Sections

Commentary

Profiles of change: Employment, earnings, and occupations from 1990–2013

There has been tremendous focus in recent years on the plight of the typical American worker. With discussion among policymakers and the media around the impacts of globalization, technology, and other forces of change on the labor market, there are endless anecdotes describing the changing nature of work in the United States. This is a topic area in which the Hamilton Project has taken an active interest. In previous papers, the Project has considered the future of workdeclining earnings for the median male worker, and the disparate earnings of those with different levels or types of education. 

In a new economic analysis, The Hamilton Project takes a careful look at the data to examine what has been happening to America’s workers since 1990, paying particular interest to differences across workers with different levels of education. The analysis includes an in-depth exploration of the profiles of eight distinct categories of workers over more than two decades.
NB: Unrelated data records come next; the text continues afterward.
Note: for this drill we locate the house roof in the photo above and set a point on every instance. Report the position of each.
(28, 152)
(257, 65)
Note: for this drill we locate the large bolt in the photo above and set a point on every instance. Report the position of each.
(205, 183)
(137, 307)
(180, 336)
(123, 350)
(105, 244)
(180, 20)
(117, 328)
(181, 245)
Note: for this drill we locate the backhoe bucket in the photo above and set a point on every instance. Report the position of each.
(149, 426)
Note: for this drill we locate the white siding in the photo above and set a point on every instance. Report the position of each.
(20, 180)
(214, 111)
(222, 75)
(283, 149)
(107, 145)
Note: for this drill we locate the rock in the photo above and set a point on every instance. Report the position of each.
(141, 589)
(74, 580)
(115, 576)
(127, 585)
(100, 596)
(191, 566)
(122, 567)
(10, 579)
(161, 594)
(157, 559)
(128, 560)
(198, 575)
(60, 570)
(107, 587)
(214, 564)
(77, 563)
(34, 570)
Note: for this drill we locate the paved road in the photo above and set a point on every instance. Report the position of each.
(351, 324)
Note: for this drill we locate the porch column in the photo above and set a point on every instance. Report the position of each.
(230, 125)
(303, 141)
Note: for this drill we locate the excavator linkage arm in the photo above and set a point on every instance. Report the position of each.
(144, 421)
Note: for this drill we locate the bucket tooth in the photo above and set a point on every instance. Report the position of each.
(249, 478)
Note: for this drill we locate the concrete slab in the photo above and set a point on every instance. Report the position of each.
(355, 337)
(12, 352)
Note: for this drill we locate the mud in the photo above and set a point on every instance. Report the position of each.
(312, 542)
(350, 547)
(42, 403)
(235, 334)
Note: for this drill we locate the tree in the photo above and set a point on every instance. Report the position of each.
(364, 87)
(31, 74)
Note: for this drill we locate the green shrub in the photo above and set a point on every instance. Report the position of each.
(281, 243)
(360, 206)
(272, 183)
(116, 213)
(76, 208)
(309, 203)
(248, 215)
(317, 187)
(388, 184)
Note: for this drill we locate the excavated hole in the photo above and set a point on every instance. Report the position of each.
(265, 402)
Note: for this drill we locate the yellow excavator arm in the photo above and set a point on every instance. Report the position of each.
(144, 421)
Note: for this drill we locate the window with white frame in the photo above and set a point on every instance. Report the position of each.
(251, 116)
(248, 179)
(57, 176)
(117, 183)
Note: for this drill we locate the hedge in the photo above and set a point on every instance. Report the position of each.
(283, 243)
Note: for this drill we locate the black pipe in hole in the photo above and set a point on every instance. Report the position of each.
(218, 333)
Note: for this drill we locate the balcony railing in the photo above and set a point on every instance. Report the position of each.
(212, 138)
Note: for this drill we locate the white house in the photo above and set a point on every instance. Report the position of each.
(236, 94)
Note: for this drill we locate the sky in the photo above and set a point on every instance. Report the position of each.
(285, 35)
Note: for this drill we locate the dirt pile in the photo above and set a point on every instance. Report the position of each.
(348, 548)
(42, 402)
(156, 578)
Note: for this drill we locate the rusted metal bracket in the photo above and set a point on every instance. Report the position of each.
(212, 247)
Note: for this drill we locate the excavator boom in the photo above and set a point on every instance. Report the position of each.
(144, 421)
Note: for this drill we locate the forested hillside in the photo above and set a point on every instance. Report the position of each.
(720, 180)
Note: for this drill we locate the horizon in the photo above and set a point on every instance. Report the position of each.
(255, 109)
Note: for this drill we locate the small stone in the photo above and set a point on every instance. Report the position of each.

In addition, an accompanying interactive feature allows users to further explore these eight profiles by comparing employment, occupational, and earnings patterns between 1990 and 2013. A technical appendix describes the data and methodology in more detail.


worker_profile_interactive


See the accompanying interactive feature,



The American Worker: How Occupations & Earnings Have Changed



.

Specifically, the eight profiles we present shed light on occupational shifts in the labor market since 1990 for working-age adults with different levels of education:

  1. Men with less than a high school degree  
  2. Women with less than a high school degree
  3. Men with a high school degree or some college
  4. Women with a high school degree or some college
  5. Men with a bachelor’s degree
  6. Women with a bachelor’s degree
  7. Men with a graduate or advanced degree
  8. Women with a graduate or advanced degree  

To examine earnings trends separately from employment trends, we focus on the real earnings of individuals who worked at least 750 hours in the preceding year.  Over the period 1990 to 2013, the real earnings of those with lower levels of education have tended to decline, while they have risen for those with at least a bachelor’s degree (as shown in figure 1).  Furthermore, men without this degree have fared worse than similarly educated women in terms of earnings trends. This may in part reflect the fact that these women are working more than they did previously, and that men are working less. 

Figure 1

worker_profiles_figure1

Within the profiles, we compare trends in employment, earnings, and occupations for men and women age 30–45 using the 1990 Census and the 2013 American Community Survey. The data show clearly what many others have previously noted: individuals without a bachelor’s degree have become less likely to work full-time full-year over the past two decades.  However, the data reveal that there is far more to the story, given the extent to which occupational shares have shifted for different groups of workers and what it has meant for workers’ earnings. 

A key finding is that non-college educated workers are substantially more likely to work in lower-paying service occupations than in the recent past. Indeed, these changes in occupational shares between 1990 and 2013 can account for one-third of the total change in earnings for men without a high school degree and two-fifths of the total change for similarly educated women.  In contrast, individuals with a bachelor’s degree or more are just as likely to be employed today as they were in 1990, in similar occupations, and with steadily rising earnings.